DocumentCacheHandler Service
Overview
The DocumentCacheHandler is a sophisticated caching microservice that manages document cache operations for the Publisher platform. This service processes document change events and maintains optimized cache structures in Cosmos DB, Azure Blob Storage, and Event Hubs to ensure high-performance data access across the platform.
Business Purpose
This service serves as a critical caching layer that: - Maintains synchronized cache copies of frequently accessed documents (campaigns, vendors, landing pages, configuration) - Processes document change events to update cache structures in real-time - Optimizes data access patterns by pre-computing and storing filtered document views - Reduces database load by providing fast cache lookups for downstream services - Ensures data consistency across multiple cache storage systems
Architecture
Service Type
- Platform: Azure Functions (Containerized Kubernetes Microservice)
- Runtime: Node.js
- Trigger: HTTP Trigger (Anonymous authentication)

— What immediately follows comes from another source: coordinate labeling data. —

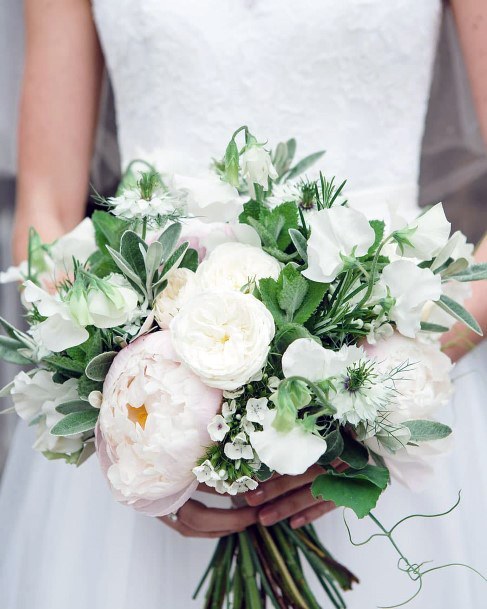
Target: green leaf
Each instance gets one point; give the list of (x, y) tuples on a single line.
[(131, 248), (108, 229), (292, 292), (300, 243), (334, 447), (268, 294), (76, 422), (359, 495), (304, 164), (290, 332), (73, 406), (379, 227), (427, 327), (169, 238), (475, 272), (98, 367), (460, 313), (354, 453), (424, 431)]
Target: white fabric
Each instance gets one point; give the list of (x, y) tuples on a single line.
[(351, 77)]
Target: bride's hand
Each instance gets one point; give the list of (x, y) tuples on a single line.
[(195, 519), (290, 497)]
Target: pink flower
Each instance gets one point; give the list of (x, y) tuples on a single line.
[(153, 426)]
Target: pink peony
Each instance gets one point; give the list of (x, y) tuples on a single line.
[(153, 426)]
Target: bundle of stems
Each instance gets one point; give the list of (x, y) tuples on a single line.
[(263, 567)]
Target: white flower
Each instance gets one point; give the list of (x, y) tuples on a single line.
[(180, 288), (235, 265), (60, 330), (427, 234), (257, 409), (208, 198), (257, 167), (241, 485), (411, 287), (336, 232), (223, 336), (35, 399), (286, 453), (218, 428), (131, 205), (153, 425), (238, 448), (305, 357)]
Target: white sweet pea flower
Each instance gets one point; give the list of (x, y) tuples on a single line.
[(238, 448), (290, 453), (257, 409), (427, 234), (234, 266), (223, 336), (208, 198), (411, 287), (336, 232), (181, 286), (60, 330), (241, 485), (35, 400), (218, 428), (305, 357), (257, 167)]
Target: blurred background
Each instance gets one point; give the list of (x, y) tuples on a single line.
[(453, 164)]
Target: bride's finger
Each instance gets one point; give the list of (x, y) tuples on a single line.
[(199, 517), (279, 486), (311, 514), (186, 531)]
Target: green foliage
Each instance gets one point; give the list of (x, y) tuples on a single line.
[(357, 490), (76, 422), (424, 431)]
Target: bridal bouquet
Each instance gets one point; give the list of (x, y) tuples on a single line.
[(224, 329)]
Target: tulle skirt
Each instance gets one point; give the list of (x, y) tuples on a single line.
[(64, 542)]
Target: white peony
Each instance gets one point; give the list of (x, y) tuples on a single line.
[(411, 287), (336, 232), (289, 453), (425, 388), (234, 266), (208, 198), (181, 286), (153, 426), (257, 167), (427, 234), (223, 336), (35, 398)]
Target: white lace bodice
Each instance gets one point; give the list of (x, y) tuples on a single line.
[(348, 76)]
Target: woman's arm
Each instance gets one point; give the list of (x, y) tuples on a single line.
[(471, 20), (58, 115)]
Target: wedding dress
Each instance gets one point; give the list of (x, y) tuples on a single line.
[(351, 77)]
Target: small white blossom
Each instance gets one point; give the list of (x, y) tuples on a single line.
[(257, 409), (218, 428), (239, 448)]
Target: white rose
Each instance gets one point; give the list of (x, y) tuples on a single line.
[(208, 198), (424, 388), (181, 286), (289, 453), (411, 287), (235, 265), (153, 423), (223, 336), (35, 398), (336, 232), (257, 167), (427, 234)]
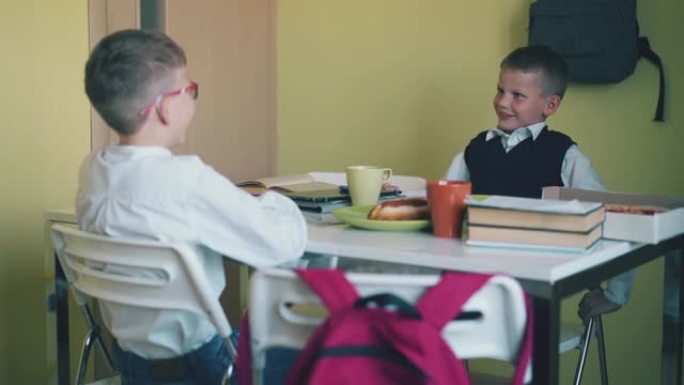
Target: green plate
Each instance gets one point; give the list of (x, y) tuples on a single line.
[(358, 216)]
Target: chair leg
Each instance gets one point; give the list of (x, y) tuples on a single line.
[(90, 322), (602, 350), (91, 336), (586, 338)]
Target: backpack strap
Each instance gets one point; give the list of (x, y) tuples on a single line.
[(645, 51), (244, 348), (443, 302), (331, 286)]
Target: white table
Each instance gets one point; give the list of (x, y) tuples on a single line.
[(547, 276)]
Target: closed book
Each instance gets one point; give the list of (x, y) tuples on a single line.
[(535, 213), (502, 236)]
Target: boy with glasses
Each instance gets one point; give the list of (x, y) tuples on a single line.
[(138, 82)]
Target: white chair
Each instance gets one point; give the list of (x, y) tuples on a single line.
[(571, 337), (284, 312), (177, 282)]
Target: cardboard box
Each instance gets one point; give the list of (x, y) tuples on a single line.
[(630, 227)]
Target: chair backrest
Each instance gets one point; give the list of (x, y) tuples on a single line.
[(136, 273), (284, 312)]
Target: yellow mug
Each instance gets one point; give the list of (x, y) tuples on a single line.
[(365, 183)]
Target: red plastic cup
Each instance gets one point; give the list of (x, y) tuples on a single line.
[(446, 200)]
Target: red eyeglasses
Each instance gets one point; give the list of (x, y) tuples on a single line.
[(192, 89)]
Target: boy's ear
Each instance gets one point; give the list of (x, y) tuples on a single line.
[(163, 112), (552, 104)]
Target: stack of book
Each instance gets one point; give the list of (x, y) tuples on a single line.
[(534, 223)]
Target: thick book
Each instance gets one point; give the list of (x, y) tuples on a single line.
[(533, 238), (528, 213), (285, 183)]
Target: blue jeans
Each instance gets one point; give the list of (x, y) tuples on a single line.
[(204, 366)]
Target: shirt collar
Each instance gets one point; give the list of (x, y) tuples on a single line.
[(534, 129), (119, 152)]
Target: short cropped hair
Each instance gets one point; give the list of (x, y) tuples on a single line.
[(540, 58), (126, 71)]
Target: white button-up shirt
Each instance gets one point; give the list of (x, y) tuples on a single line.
[(149, 193), (576, 170)]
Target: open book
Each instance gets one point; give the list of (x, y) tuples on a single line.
[(285, 183)]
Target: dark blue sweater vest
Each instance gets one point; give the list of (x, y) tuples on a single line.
[(523, 171)]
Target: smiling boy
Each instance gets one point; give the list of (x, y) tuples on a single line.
[(521, 155)]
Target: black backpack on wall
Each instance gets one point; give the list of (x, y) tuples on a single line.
[(599, 39)]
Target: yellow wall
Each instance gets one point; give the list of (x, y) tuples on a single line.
[(406, 83), (45, 133)]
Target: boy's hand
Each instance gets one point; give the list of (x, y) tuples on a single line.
[(594, 303)]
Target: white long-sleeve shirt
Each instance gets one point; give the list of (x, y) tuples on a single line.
[(149, 193), (576, 172), (576, 169)]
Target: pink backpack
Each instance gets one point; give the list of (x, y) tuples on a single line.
[(382, 339)]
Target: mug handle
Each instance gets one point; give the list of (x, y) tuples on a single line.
[(386, 174)]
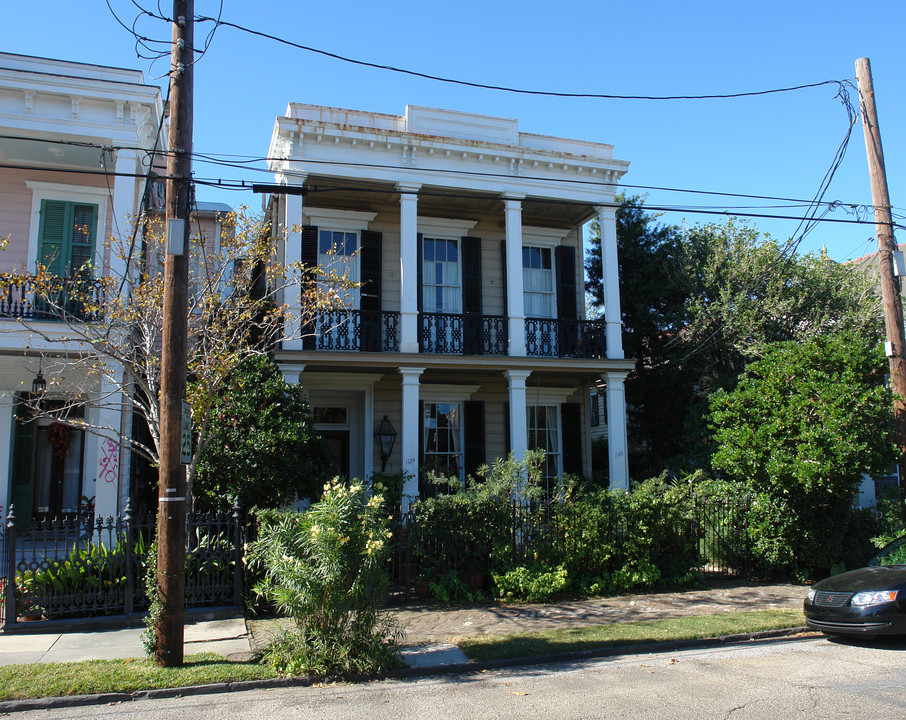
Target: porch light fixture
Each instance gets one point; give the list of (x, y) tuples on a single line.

- Pattern: Event-Driven Cache Management
Key Components
graph TD
A[HTTP Request] --> B[Handler.js]
B --> C[Actions Router]
C --> D{Collection Type?}
D -->|Campaigns/Pixels/Rules| E[Collections.js]
D -->|Vendors| F[Vendors.js]
D -->|Landing Pages| G[LandingPages.js]
D -->|Configuration| H[Configuration.js]
E --> I[DocumentCacheService]
F --> I
G --> I
H --> I
I --> J[Cosmos DB Client]
J --> K[Cosmos DB: DocumentCache]
I --> L[Property Filtering]
L --> M[Change Detection]
M --> N{Update Needed?}
N -->|Yes| O[Update Cache]
N -->|No| P[Skip Update]
O --> Q[Azure Blob Storage]
O --> R[Event Hub: kubecache]
O --> S[Event Hub: document_cache]
T[PropertyConfig.json] --> L
Data Flow
Cache Update Process
- Event Reception: Receives document change events via HTTP
- Message Validation: Validates required fields (record, collection, action)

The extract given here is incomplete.